The SDi (25-OH) Vitamin D kit is a solid phase enzyme-linked immunoassay (ELISA), based on the principal of competitive binding. anti-Vitamin D antibody coated wells are incubated with Vitamin D standards, controls, samples, and vitamin D-Biotin conjugate at room temperature for 120 minutes. During the incubation, a fixed amount of biotin-labeled vitamin D competes with the endogenous Vitamin D in the sample, standard, or quality control serum for a fixed number of binding sites on the anti Vitamin D antibody. Following a wash step, bound Vitamin D-Biotin is detected with Streptavidin-HRP. Streptavidin-HRP conjugate immunologically bound to the well progressively decreases as the concentration of Vitamin D in the specimen increases. Unbound SA-HRP conjugate is then removed and the wells are washed. Next, a solution of TMB Reagent is added and incubated at room temperature for 30 minutes, resulting in the development of blue color. The color development is stopped with the addition of stop solution, and the absorbance is measured spectrophotometrically at 450 nm. A standard curve is obtained by plotting the concentration of the standard versus the absorbance. The color intensity will be inversely proportional the amount of 25(OH)D in the sample. The assay measures both Vitamin D2 and D3). The total assay procedure run time is 2.5 hours.
Storage and Stability
Product should be stored at 2-8 °C. Product is stable for 24 months from the date of manufacturing.
For research use only. Not for use in diagnostic procedures.

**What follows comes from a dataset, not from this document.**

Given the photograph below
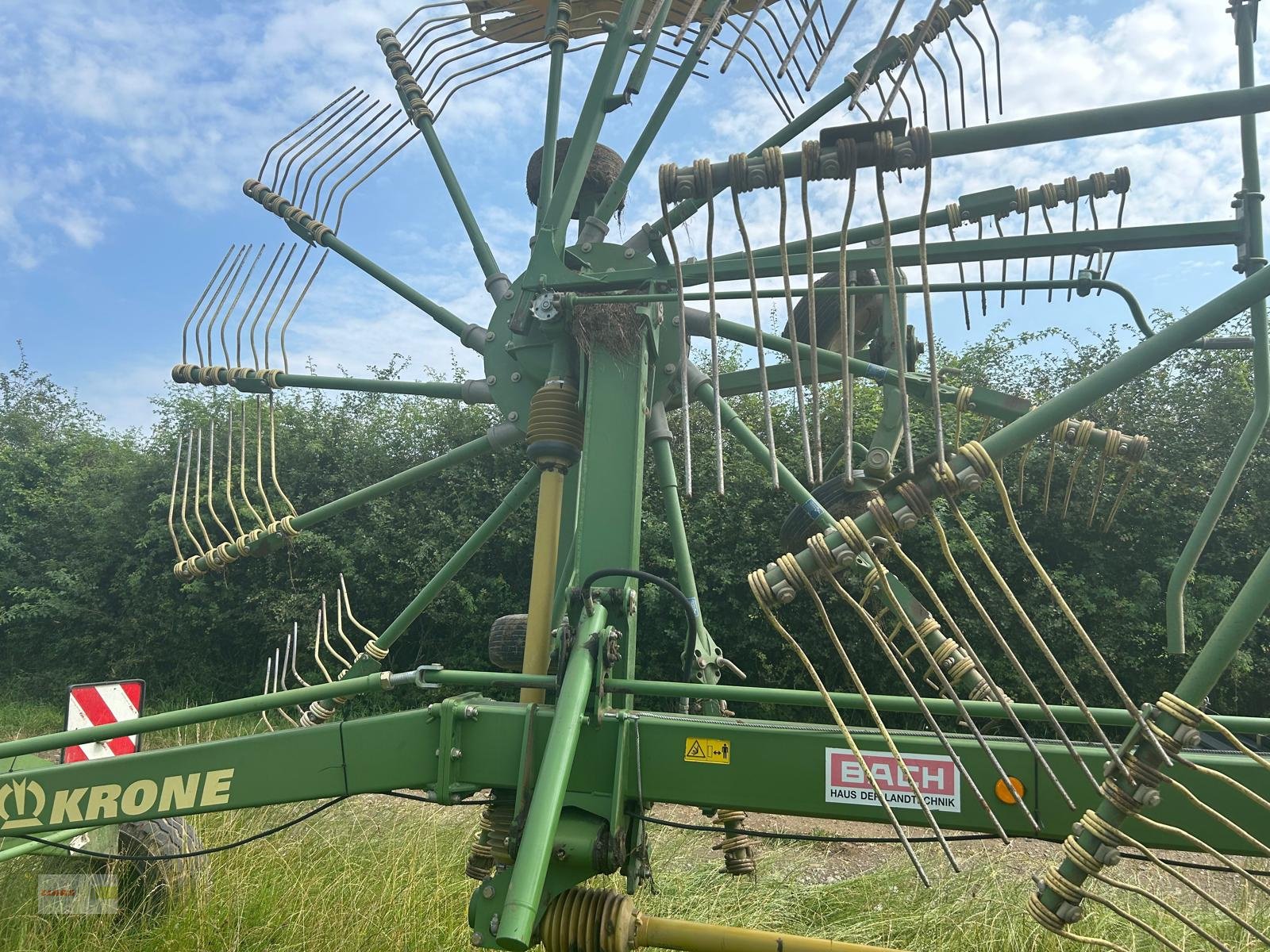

1. Holick, MF. Vitamin D Status: Measurement, Interpretation and Clinical Application. Ann Epidemoil. 2009, 19(2):73 – 78
2. Morris H. A. Vitamin D: A Hormone for All Seasons-How Much is enough? Clin. Biochem. Rev., 2005, 26, 21-32.
3. Bikle D. D. Vitamin D and the skin. J. Bone Miner. Metab., 2010, 28, 117-30.
4. Zerwekh J. E. Blood biomarkers of vitamin D status. Am. J. Clin. Nutr., 2008, 87, 1087S-91S.
5. Moyad M. A. Vitamin D: a rapid review. Dermatol Nurs., 2009, 21, 25-30.